Part One, "Roots and Leaves", describes Jahren's childhood in rural Minnesota, through her undergraduate education at the University of Minnesota in Minneapolis. Then this section follows Jahren through her graduate education at the University of California, Berkeley, and the conference of her PhD. Ending with the beginning of her first academic job as an assistant professor at Georgia Institute of Technology. Jahren's relationship with her colleague and friend, Bill, begins in this section, and carries on throughout the book as one of the few constants in her life.
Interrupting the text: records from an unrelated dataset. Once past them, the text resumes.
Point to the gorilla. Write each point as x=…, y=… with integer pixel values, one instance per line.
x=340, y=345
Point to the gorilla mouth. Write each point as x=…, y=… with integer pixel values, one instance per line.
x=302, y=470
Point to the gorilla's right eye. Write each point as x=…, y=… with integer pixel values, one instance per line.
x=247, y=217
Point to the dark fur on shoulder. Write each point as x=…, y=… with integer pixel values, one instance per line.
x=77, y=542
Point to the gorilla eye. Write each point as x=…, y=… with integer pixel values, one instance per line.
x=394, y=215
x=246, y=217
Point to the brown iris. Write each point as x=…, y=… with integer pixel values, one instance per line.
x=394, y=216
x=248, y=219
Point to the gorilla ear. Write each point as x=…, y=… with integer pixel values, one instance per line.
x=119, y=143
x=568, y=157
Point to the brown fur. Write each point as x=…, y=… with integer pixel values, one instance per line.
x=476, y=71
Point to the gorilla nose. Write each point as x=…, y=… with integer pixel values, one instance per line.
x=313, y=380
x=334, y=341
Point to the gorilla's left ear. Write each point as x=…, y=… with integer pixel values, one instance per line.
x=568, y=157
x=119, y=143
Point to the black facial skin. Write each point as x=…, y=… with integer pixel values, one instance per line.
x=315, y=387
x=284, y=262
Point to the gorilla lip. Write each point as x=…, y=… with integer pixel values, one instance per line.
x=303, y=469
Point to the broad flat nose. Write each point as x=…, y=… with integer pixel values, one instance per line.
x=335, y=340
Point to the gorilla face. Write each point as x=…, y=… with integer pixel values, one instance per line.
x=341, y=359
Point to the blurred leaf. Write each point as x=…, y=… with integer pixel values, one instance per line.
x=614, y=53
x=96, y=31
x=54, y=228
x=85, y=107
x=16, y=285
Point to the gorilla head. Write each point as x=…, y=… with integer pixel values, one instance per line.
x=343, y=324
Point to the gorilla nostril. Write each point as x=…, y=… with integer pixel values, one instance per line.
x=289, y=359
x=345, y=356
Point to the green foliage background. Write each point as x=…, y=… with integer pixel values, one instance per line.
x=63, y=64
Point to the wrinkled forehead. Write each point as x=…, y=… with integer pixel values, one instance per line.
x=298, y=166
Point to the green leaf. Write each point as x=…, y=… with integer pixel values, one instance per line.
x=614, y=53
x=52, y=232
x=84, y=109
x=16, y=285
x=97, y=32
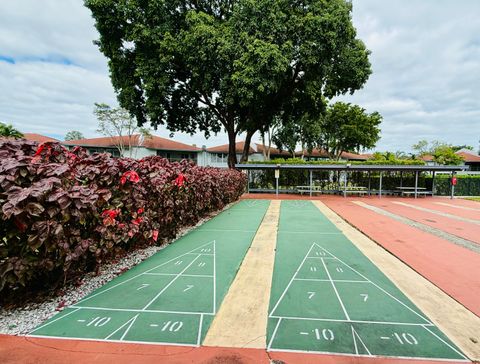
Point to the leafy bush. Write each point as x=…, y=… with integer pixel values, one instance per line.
x=65, y=212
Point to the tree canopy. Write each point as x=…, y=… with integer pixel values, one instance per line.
x=342, y=128
x=8, y=131
x=119, y=125
x=74, y=135
x=232, y=65
x=442, y=153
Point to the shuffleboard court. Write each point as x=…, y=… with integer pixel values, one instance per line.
x=172, y=297
x=327, y=297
Part Two, "Wood and Knots", describes Jahren's experiences building her first laboratory in Georgia to her decision to leave Georgia Tech and take a position at Johns Hopkins University. She describes the worries shared by many scientists about finding the money to build their laboratories, conduct their experiments, and pay their staff, done via applying for grants and receiving funding from the government or private institutions. Jahren includes anecdotes about traveling to an attraction called "Monkey Jungle" in Florida on a week-long student field trip, as well as the experience of attempting to drive from Georgia to California for a conference in less than a week, resulting in the crashing of a university van. After running out of funding at Georgia Tech, she accepts a position at Johns Hopkins University and secures a job for Bill as well.

Part Three, "Flowers and Fruit", describes Jahren's life while building her second and third laboratories, marrying her husband, and having a son. She leaves Johns Hopkins after the birth of her son, due in part to an incident that occurred with a supervisor when she was banned from entering her laboratory while pregnant. After leaving Johns Hopkins, she and her family (including Bill) move to Hawaii, where she and Bill establish a laboratory at the University of Hawai'i at Mānoa, where Jahren was a tenured professor.

In addition to relating her life's work, Jahren touches on larger themes in the scientific community, including the current problems with securing funding, the over-saturation of the market with scientists, and the sexism that female scientists face in the field. She also briefly relates her struggles with her own mental health, although it is unclear within the text whether this takes the form of anxiety, depression or bipolar disorder.

==Reception==
Reviews were generally positive. The New York Times wrote that Jahren had "the precision of a poet and the imagination of a scientist" quoting from Vladimir Nabokov, and went on to describe the book as "engrossing" and "thrilling", going on to say that Jahren "does for botany what Oliver Sacks's essays did for neurology, what Stephen Jay Gould's writings did for paleontology".

The Guardian wrote, "Jahren writes: 'Love and learning are similar, in that they can never be wasted'. And neither is time spent reading this book."

Popular Science wrote that Lab Girl was "A scientific memoir that’s beautifully human".